The Berea is a ridge above the city of Durban, KwaZulu-Natal, South Africa on the northern side which overlooks the city centre and the Indian Ocean. Berea is also used as a collective designation for the suburbs in the area. It has been described as the area between the Howard College Campus of the University of KwaZulu-Natal, and the Burman Bush Nature Reserve.

Some of the oldest mansions in Durban were built in this once forested area. Today, many of these have been converted into offices or made way for apartment buildings. The Berea was once the most expensive real estate area in the province but is now third to Umhlanga and Durban North.

The two main areas of the Berea are Musgrave and upper Glenwood which are separated by the N3 Western Freeway highway which leads into the city centre.

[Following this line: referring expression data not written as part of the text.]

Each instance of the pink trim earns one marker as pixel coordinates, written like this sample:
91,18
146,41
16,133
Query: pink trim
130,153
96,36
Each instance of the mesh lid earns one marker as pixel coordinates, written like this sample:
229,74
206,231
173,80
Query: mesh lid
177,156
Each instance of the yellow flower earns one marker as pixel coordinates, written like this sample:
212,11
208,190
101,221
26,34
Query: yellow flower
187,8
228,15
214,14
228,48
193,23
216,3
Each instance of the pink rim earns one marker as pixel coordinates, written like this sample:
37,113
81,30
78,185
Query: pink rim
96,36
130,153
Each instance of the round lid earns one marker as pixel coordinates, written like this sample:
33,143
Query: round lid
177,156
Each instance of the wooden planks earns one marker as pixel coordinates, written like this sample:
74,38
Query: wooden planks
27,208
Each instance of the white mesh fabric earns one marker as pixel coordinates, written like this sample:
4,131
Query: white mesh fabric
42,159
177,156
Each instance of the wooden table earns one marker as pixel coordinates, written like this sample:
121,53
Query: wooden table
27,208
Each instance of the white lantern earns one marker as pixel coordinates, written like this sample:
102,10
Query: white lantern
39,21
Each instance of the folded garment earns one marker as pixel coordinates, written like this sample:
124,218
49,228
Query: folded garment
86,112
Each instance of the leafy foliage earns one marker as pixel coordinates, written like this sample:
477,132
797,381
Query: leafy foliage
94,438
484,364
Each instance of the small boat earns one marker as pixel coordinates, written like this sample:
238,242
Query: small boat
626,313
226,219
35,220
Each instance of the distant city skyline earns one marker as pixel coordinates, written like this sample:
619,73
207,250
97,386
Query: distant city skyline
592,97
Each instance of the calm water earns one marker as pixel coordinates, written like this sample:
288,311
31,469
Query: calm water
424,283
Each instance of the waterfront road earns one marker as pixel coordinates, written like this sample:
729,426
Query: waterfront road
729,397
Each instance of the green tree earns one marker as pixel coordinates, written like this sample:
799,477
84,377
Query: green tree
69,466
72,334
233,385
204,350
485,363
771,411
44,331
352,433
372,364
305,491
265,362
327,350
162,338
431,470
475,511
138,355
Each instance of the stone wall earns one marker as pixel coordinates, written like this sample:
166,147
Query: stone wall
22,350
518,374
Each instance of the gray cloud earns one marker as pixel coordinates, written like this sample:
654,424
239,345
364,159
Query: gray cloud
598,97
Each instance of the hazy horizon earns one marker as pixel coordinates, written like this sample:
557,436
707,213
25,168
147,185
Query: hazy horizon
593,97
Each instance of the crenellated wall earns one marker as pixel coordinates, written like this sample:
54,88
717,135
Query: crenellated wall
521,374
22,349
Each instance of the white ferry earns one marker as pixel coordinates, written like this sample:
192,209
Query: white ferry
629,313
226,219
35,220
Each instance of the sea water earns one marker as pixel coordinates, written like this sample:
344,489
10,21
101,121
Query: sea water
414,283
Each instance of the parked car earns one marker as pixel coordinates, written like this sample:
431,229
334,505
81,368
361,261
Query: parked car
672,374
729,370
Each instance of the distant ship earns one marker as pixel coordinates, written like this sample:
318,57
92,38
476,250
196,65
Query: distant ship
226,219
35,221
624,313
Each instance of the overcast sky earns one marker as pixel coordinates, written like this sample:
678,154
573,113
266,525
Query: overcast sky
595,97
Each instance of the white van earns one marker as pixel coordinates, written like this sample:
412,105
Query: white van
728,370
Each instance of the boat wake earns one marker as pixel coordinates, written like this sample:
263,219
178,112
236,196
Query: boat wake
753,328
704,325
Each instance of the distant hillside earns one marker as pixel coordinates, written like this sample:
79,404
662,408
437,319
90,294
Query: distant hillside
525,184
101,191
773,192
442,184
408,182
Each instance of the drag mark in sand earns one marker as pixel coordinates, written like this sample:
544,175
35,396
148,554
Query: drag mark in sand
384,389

Places of interest include shopping malls including The Atrium (formerly Overport City), Berea Centre, Musgrave Centre, schools including Clifton School, Durban Girls' College, Durban High School and Maris Stella, Mitchell Park, the botanical gardens and the Howard College campus of the University of KwaZulu-Natal.

A related neighbouring area designation is Overport.

Durbanites who have called Berea their home include cricketer Andrew Hudson, radio personality Alan Khan, and TV presenter Imraan Vagar.

The Berea borders the orange-roofed Durban suburb of Morningside.

In popular culture
Berea in the 1950s is described by the writer Alan Paton in the novel Ah, but Your Land Is Beautiful as being notable for its "stately indigenous trees".